Matt was home for the first week and I’m thankful everyday that he was. He was able to do things around the house that I wasn’t. He waited on Bailee and I every minute and he even slept on the couch next to her bed that whole week. He spent hours consoling her and letting me get sleep.
He held my hand and rubbed my back during some of those notorious meltdowns all new moms have (and if you didn’t, you’re just really strong or a robot). He spoke nothing but words of encouragement and gave all the love he had.
After that first week, I spent most of my days and nights on the couch, and I let Matt go back to sleep in the bedroom. I closed the door so he couldn’t be disturbed by her at night. Now mind you, we live in a 39’ fifth wheel trailer, so there was no escaping her cries. But I tried. He was the sole provider of our family, waking up at 4am for work and not getting home until 5/6pm. I just wanted him to be well rested, even if it meant me being a zombie.
And a zombie I was. Being woke up every 2 hours at night for feedings. Or crying because she ninja’ed her arms out of the velcro swaddle. Spending countless hours walking, swaying, bouncing, singing, just to keep her cries at a minimum. And all this with no caffeine because I was breastfeeding. They were right when they said say goodbye to a decent night’s sleep for a while. So I would try to nap when she napped or I just relaxed on the couch while she napped on me and watched Fixer Upper. I spent 6 weeks sleeping on the couch because she was such a fussy sleeper. Bailee would only sleep 45-90 minutes max in her bed and it was draining. It didn’t help that she hated being swaddled after 3 weeks. So I threw all the rules out the window and had her sleeping on me at night. It was the only way she and I could get 3-4 hours of sleep at a time.
The hardest part for me was remembering to eat and drink lots of fluids. I was in fear of putting her down or waking her up just to make sure my nutritional needs were met. I never ate large meals, just snacked on what I could fit on my end table. I definitely wasn’t getting the calories I needed for feeding her.

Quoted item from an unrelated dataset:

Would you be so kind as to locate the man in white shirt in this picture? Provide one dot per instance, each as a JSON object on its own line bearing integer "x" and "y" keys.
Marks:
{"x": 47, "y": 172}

And she was feeding every 2-3 hours. Eventually I got to the point where I was buying easy stuff to cook; soup, Lean Cuisines, salad. I tried to make sure I was eating at least 5 times a day to keep my energy up.
All in all, I had a love-hate relationship with the first 6 weeks of the newborn stage. I loved being able to watch her grow, learn new traits, reach new milestones. But I hated being stuck at home, tied down by a nursing baby, and the abundant lack of sleep. It’s the toughest job I have ever had to do. However, I wouldn’t change any of it for the world.